Author Tip Tuesday – Tip #18
 Look Who’s Talking – What is Voice?

When it comes to writing there are two kinds of “voice”: the author's voice and character voice.

Vector communication concept - man and woman profiles

 

Trying to teach someone how to write Author's voice is like trying to teach someone how to hold onto a slippery amphibian–it's a hard concept to grab onto. Author's voice is the feel of a book, what make's it distinctively one writer's story over another. It's the choice of words and flow; it's the cadence and style. The elements of voice are hard to pinpoint. Think Danielle Steele, Stephen King, John Grisham—all great writers, but completely different in style.

You know when you pick up a James Patterson book, just what kind of book to expect. Not only because of branding, but, because of how he writes.

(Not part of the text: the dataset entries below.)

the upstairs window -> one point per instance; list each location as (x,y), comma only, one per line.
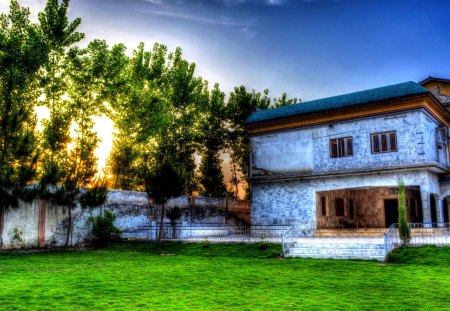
(339,207)
(323,201)
(341,147)
(383,142)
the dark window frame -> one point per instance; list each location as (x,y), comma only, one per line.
(339,210)
(383,140)
(351,209)
(343,149)
(323,206)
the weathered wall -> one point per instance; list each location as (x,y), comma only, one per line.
(294,201)
(294,147)
(272,154)
(43,223)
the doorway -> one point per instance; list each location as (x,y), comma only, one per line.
(433,209)
(391,212)
(445,211)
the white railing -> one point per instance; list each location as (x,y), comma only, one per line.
(421,234)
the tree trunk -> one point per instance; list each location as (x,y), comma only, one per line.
(161,225)
(69,227)
(2,222)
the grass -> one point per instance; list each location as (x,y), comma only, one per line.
(177,276)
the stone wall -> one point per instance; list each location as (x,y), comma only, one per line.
(44,224)
(416,140)
(368,205)
(288,202)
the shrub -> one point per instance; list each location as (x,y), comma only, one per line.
(103,228)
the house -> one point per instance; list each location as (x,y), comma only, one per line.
(334,162)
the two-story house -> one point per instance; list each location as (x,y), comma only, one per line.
(335,162)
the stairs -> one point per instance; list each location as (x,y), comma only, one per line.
(339,248)
(363,232)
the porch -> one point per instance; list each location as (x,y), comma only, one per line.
(366,211)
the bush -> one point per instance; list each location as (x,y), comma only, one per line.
(103,228)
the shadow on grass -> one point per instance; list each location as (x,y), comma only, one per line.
(425,255)
(201,249)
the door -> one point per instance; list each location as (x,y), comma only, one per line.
(445,211)
(391,212)
(433,209)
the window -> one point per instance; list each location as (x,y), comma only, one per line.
(341,147)
(339,206)
(323,201)
(383,142)
(351,208)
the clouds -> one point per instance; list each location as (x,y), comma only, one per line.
(224,21)
(275,2)
(35,6)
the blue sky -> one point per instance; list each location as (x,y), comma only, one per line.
(309,49)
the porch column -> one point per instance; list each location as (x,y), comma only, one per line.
(448,208)
(426,208)
(439,210)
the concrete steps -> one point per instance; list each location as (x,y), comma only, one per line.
(335,248)
(363,232)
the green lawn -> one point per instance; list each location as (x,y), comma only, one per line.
(178,276)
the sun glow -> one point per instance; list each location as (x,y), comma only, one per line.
(104,127)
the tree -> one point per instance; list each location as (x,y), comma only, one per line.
(139,112)
(87,71)
(59,34)
(404,229)
(156,113)
(283,101)
(240,105)
(174,214)
(164,182)
(23,51)
(213,132)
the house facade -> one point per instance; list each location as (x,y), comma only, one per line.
(335,162)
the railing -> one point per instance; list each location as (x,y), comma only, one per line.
(421,234)
(212,232)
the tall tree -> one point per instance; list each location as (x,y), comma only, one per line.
(23,51)
(156,114)
(60,34)
(212,133)
(87,71)
(162,183)
(241,104)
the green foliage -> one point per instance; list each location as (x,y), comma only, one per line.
(103,228)
(404,229)
(165,181)
(213,141)
(95,196)
(22,52)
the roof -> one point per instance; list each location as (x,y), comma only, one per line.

How do you find your voice? By writing. I remember the moment when I realized, Hey, This is my voice! It happened while writing CLOCKWISE (young adult time travel as Elle Strauss). Everything I wrote before that lacked a certain something. Mostly I was copying the style of other writers that I admired. My work sounded a lot like whatever author I'd been reading at the time. Then suddenly, my work started sounding like me.

This doesn't mean a writer can only write in one genre. Once you've found your voice it'll follow you, no matter the genre.

Character voice is something different. We're talking about what each and every one of your characters talk and act like. Beginning writers often default to the character voice they know best, their own. They have a very strong tendency to give all their characters their own personality. They all say whatever is said, the way the author herself would say it. Do you know what I mean? Have you done this?

So when writing character voice, you need to know your characters a little bit before starting. Do they have a chip on their shoulder? Are they depressed? Are they in love? Are they fighters? Or givers? Do they lack confidence? Or are they overconfident? You need to know something that will shape how your characters speak. See the section on on Felt Need for more on this.

What I sometimes do in second to final drafts is go through each main and secondary characters conversations from start to finish, by putting their name in FIND. You should be able to identify each speaker by how they talk, and not just by the dialogue tag.